Summer Storms

This morning we sat in the hot tub at sunrise, watching billowy clouds rise up in the distance as rays of sunlight kissed their marshmallow tops. I was overcome with a need to touch them, so I said, “Lets go fly,” and we headed to the hangar. As Alec got the plane out, the clouds were draping the western horizon in a grey gauze. We took off but only flew for a few minutes. From the air we could see that the storm was moving in fast, and agreed that it looked ominous.

Ominous comes from the Latin word "omen," a sign or portent. Usually it’s used in a negative context, but I don’t always experience it that way. All morning I felt like the sky was trying to talk to me. Something that I needed was rising up. I can’t explain with words what the prairie feels like when the green earth whispers to the vitalizing sky, and it quivers and responds.

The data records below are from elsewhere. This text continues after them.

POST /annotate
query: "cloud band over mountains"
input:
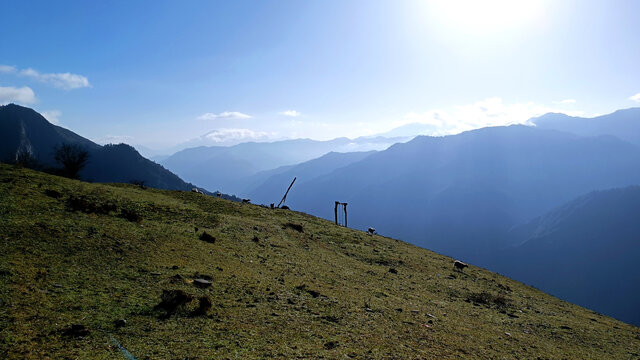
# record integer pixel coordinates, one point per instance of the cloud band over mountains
(66, 81)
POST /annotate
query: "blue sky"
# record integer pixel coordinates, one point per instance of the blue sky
(158, 73)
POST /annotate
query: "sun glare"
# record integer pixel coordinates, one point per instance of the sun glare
(474, 16)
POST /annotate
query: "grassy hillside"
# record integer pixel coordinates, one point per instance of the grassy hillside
(284, 285)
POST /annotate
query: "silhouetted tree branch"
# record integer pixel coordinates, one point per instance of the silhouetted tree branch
(72, 158)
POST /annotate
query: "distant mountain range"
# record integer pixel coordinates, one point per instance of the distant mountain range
(23, 130)
(584, 251)
(624, 124)
(231, 168)
(269, 186)
(460, 195)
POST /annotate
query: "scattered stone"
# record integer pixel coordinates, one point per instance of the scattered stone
(53, 193)
(202, 283)
(171, 300)
(207, 238)
(331, 345)
(76, 331)
(120, 323)
(204, 304)
(131, 215)
(296, 227)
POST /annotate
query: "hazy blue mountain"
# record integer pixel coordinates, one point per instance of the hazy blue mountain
(231, 168)
(411, 130)
(24, 130)
(461, 194)
(585, 252)
(624, 124)
(269, 186)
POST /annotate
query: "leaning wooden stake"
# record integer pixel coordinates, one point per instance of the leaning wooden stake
(284, 198)
(335, 212)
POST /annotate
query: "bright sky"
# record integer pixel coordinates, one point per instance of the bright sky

And how can I explain how it feels when the storm moves in, skies turning a dark gunmetal grey in the distance but the sun still shining on emerald fields? What can you do when you’re overwhelmed by it all? You stand out there in the open air, waiting for it, somewhere in your soul secretly begging for annihilation. Then the gust front hits at 40 miles an hour, taking your breath away as you run for cover from the rain and hail, laughing and crying at the same time.

There are no words, only emotions that have to be evoked through pure pigments and brush strokes. I don’t know any other way to express this. And so, this summer I’ll come back to painting my prairie skyscapes, because they’ve once again filled me up to bursting and I’m called to translate what they are saying to me.